Israel whitewashes unity against Nation State Law
“The people want the fall of the law,” young demonstrators chanted, in a variation of the phrase used against regimes during the Arab uprisings of 2011.
“The time has come to wake up,” read a sign carried by two Jewish women.
The mass protest on Saturday in Tel Aviv was an unusual sight for Israel – a crowd of 30,000, with Arabs alongside left-wing Jews and a small number from the Druze community.
They had come together to oppose the government’s racist Nation State Law that entrenches Israel’s character as a Jewish state and relegates Arabs to second-class citizenship.
But the effort did not achieve the desired effect. Israel’s political elite yesterday was manipulating the rally to further delegitimise the beleaguered and increasingly isolated Arab minority.
There was a significant presence of Jews at the protest alongside the Arabs. But the mainstream reactions to the rally showed just how misunderstood and vulnerable to defamation are the Arab citizens who make up a fifth of Israel’s population.

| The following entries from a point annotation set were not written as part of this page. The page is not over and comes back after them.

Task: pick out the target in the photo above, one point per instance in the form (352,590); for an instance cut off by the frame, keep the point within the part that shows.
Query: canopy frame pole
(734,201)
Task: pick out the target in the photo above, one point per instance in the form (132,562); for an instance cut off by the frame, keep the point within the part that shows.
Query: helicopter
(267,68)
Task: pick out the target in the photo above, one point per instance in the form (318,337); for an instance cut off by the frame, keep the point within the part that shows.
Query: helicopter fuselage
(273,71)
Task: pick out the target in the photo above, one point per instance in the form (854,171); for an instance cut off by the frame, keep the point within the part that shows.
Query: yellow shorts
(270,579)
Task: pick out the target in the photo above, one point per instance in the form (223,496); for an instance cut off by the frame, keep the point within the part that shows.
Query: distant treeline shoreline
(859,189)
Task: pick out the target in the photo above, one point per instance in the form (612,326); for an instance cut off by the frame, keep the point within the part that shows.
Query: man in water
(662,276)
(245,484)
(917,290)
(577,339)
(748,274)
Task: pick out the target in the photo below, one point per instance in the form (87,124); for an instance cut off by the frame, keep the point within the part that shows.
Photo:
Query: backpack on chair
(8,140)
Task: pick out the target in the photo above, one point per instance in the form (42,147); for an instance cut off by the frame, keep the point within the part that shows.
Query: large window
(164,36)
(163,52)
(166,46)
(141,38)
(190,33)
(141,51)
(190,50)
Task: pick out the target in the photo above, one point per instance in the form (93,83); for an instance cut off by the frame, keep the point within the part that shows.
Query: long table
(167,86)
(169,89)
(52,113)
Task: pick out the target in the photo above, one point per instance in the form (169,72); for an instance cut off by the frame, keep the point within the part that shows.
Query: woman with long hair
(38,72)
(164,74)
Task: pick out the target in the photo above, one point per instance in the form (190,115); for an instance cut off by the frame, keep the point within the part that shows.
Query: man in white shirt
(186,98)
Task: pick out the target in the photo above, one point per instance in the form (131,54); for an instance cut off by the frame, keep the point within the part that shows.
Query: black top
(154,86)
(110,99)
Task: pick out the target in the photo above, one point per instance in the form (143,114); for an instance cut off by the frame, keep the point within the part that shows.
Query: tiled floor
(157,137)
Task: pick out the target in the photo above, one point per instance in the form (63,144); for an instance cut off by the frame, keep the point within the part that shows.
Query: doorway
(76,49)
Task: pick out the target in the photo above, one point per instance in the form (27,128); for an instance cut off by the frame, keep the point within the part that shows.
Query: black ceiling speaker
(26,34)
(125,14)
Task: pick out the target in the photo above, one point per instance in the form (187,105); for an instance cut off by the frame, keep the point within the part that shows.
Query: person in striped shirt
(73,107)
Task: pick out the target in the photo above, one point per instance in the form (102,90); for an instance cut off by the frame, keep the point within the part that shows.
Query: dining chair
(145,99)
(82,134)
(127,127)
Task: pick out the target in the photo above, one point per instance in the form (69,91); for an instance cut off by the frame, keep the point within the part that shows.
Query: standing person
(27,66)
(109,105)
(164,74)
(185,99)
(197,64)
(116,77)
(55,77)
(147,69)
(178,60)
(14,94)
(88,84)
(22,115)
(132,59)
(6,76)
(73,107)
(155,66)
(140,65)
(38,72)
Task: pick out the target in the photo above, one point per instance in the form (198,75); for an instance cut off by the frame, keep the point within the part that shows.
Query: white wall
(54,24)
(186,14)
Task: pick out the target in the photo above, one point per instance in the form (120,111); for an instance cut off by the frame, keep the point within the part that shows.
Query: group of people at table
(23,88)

Israeli media coverage, photos and political reactions focused on a relatively small number of demonstrators who waved Palestinian flags at the protest, contrary to urgings of organisers.
The implication was that the protesters wanted to destroy Israel, not just the racist law.
The flag waving, in the coverage of the popular Ynet news site, was the most important aspect of the protest, not the speeches against the law, the voices of the diverse crowd of all ages who spoke of longing for equality, or the fact that Arabs and Jews had come together.
Leading the attack was Prime Minister Benjamin Netanyahu who, in remarks at a cabinet meeting yesterday, cast the demonstrators as threatening fifth columnists.
Mr Netanyahu said many of the protesters “want to nullify the law of return” that grants automatic citizenship to Jews, and “to nullify the anthem and the flag and convert Israel into an Israeli-Palestinian state or one of all its citizens”.
“It is precisely because of this that we passed the Nation State Law,” he said.
“PLO flags have been unfurled in the heart of Tel Aviv and we have heard cries of, ‘With blood and spirit we will redeem you Palestine’,” he said.
Arab legislator Ahmed Tibi said the coverage was frustrating.
“Unfortunately, the media focused on what was secondary and missed the point,” Mr Tibi said. “To focus on 20 youths who carried flags because of their own conviction out of 30,000 is unprofessional and doesn’t reflect reality.”
He said the message of the rally was simple: “Cancel the Nation State Law, we want to be equal.”
At the protest, Mufid Shawarna, 50, an electrician from the Israeli town of Jaljulya, voiced the sentiments of many.
“Of course this law threatens me. Tomorrow it will be an even more racist law and afterwards we will arrive at apartheid,” Mr Shawarna told The National.
“Instead of making laws for people to live together, they seek to divide and categorise as first, second and third-class citizens. Why? They should be promoting coexistence.
“It’s rejected that they make laws that harm the Palestinian people who live here.”